Secrets, PII, and payload surfaces
Problem
Serialization choices affect where meaning appears in cleartext: HTTP bodies, queue messages, core dumps, APM traces, exception messages, and “temporary” debug flags. A secure transport (TLS) does not protect logs that capture the body, nor support engineers pasting payloads into tickets. Incidents often start as performance or schema work and end as privacy breaches.
Short answer
Treat every serialize path as creating a payload surface. Classify fields (public, internal, secret, regulated PII). Keep secrets out of routinely logged encodings; prefer references/tokens over raw credentials in messages. Redact at log/trace boundaries; restrict who can decode binary production traffic. Format choice (JSON vs binary) changes ease of inspection, not the need for a data-handling policy.
Constraints that matter
| Surface | Risk |
|---|---|
| Access/application logs | Full JSON bodies with PII |
| APM / error trackers | Request capture, breadcrumbs |
| Message bus retention | Long-lived events with personal data |
| Support exports | “Send us a sample payload” |
| Client-side storage | Tokens in local caches |
| Core dumps / crash reports | In-memory objects including secrets |
Decision frame
| Field class | Prefer |
|---|---|
| Auth secrets, keys | Never in durable business events; short-lived tokens only if unavoidable |
| Regulated PII | Minimize; encrypt or tokenize; retention policy |
| Internal ids | OK in portable contracts with access control |
| Debug-only dumps | Explicit flag, sampling, redaction, short TTL |
Would I paste this payload into a public ticket?
no → ensure logs/traces cannot either
Failure modes
| Mistake | Outcome |
|---|---|
| Log full request/response by default | Bulk PII in SIEM |
| Binary “is safer” myth | Still decoded in tools; false confidence |
| Redact only in one service | Downstream still logs |
Schema fields named password, ssn in events |
Permanent topic pollution |
| Sharing production MessagePack in Slack | Uncontrolled copies |
Real-world sketch
A team switches internal RPC to Protobuf for speed. Debugging gets harder, so they enable “log decoded message on error.” Error rates spike during an outage; PII floods the log pipeline. The codec change did not cause the leak—the error surface did. A better design: structured error codes, correlation ids, and optional secure debug buckets with access control—not full payload echo.
In this suite
| Resource | Role |
|---|---|
| Fixtures | Synthetic data—not a privacy model |
| Results | Size/time only |
| Using this suite | Measurement honesty, not compliance |
Experiments
Question: Where can secrets/PII in serialized payloads leak (logs, traces, caches, support tools), and what redaction is required?
Setup
- Inventory serializers on the path (API bodies, queue payloads, cache values).
- List secondary systems: APM, structured logs, DLQ dumps, admin UIs.

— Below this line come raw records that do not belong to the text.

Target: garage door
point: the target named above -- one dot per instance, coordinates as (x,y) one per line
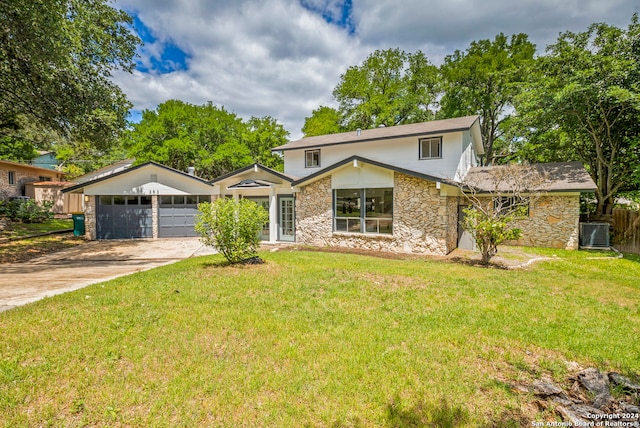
(176,215)
(124,217)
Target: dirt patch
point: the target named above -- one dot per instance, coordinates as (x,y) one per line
(507,258)
(27,249)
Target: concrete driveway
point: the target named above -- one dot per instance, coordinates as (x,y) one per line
(95,261)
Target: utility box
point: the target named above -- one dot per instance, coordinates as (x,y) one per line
(78,224)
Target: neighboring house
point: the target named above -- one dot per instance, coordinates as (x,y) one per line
(392,189)
(45,160)
(15,176)
(104,171)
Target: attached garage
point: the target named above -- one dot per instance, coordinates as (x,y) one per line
(144,201)
(176,214)
(124,217)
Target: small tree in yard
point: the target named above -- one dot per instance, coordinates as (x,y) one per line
(498,196)
(231,227)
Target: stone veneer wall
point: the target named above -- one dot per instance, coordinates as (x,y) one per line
(552,222)
(90,218)
(423,221)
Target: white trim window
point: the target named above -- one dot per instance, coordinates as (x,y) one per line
(430,148)
(312,158)
(363,210)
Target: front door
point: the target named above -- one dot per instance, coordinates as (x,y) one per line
(264,203)
(287,218)
(465,239)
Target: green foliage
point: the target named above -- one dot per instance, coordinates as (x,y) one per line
(56,62)
(26,211)
(484,80)
(323,121)
(211,139)
(391,87)
(232,227)
(490,228)
(585,104)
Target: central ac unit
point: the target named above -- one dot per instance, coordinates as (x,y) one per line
(594,235)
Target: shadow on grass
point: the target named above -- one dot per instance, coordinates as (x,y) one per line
(440,414)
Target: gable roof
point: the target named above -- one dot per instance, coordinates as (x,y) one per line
(384,133)
(129,170)
(255,166)
(327,170)
(8,164)
(561,177)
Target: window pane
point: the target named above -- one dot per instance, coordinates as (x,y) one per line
(435,148)
(371,226)
(347,203)
(341,224)
(379,202)
(353,225)
(385,225)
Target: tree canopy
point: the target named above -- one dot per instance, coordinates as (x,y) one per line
(585,103)
(483,80)
(211,139)
(391,87)
(56,60)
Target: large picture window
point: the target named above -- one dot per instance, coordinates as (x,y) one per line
(431,148)
(363,210)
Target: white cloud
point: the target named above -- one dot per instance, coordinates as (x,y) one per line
(278,58)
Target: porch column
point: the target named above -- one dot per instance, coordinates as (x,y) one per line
(273,215)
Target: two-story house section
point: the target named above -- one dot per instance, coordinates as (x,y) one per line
(441,148)
(390,188)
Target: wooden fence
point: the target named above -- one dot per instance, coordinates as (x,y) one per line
(626,230)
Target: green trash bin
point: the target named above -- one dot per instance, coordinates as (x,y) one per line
(78,224)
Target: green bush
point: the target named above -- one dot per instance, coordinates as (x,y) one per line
(26,211)
(231,227)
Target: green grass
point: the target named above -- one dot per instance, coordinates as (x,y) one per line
(16,230)
(316,339)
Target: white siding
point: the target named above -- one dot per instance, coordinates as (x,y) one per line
(139,182)
(400,152)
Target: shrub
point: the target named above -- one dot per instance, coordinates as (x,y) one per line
(27,211)
(231,227)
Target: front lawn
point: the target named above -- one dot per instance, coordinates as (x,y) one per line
(317,339)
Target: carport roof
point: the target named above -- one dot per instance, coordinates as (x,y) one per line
(128,170)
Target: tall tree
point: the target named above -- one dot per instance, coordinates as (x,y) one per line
(483,80)
(586,104)
(56,60)
(391,87)
(323,120)
(215,141)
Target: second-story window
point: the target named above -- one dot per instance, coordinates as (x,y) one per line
(431,148)
(312,158)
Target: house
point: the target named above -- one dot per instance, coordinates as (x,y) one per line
(15,176)
(390,188)
(45,160)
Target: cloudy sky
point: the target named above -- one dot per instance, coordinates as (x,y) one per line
(282,58)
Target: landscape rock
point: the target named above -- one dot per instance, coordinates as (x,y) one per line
(545,389)
(594,381)
(624,382)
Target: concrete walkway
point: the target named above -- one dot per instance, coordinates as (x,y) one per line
(95,261)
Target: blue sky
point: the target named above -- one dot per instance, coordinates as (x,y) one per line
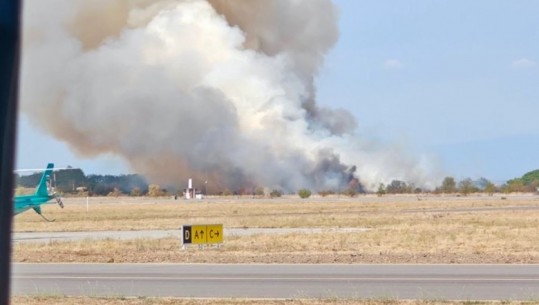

- Mark fields: secret, PII, regulated, benign.
Procedure
- Trace one request: note every component that might log raw payload or fields.
- Check default log level and exception formatters for body capture.
- For each sink, require allowlist/redaction or payload omission.
- Confirm support tooling cannot pull production payloads without access control.
- Re-test after a deliberate fault (failed deser) to ensure error paths do not dump secrets.
Decision rule
- Any sink with unrestricted payload logging ⇒ fix redaction or drop body logging before ship.
- Serialization format choice is secondary to surface control.
Metrics
| Metric / signal | Role |
|---|---|
| Count of sinks that can see raw payload | Primary exposure metric |
| Fields classified secret/PII | Scope of redaction |
| Redaction coverage (% sensitive fields scrubbed) | Control effectiveness |
| Access-control on DLQ/debug endpoints | Residual risk |
| Log volume of payload-sized events | Cost + leak amplification |
| Suite metrics | Not primary for this decision |
Conclusion style: “APM and error logs redacted; DLQ restricted; no full-body info logs.”
What this suite cannot tell you
- Legal classification of your fields (GDPR, HIPAA, …).
- Correct retention periods.
- Whether your log vendor is in-region.
Common mistakes
- Using production payloads as permanent test fixtures in git.
- Assuming encryption at rest on the bus makes logging safe.
- Forgetting secondary surfaces (metrics labels with user ids).
Key takeaways
- Serialization creates inspectable artifacts; policy must cover them.
- JSON vs binary changes friction, not obligation.
- Redact and minimize at every payload surface—not only at the TLS hop.
- The suite does not substitute for a data-handling review.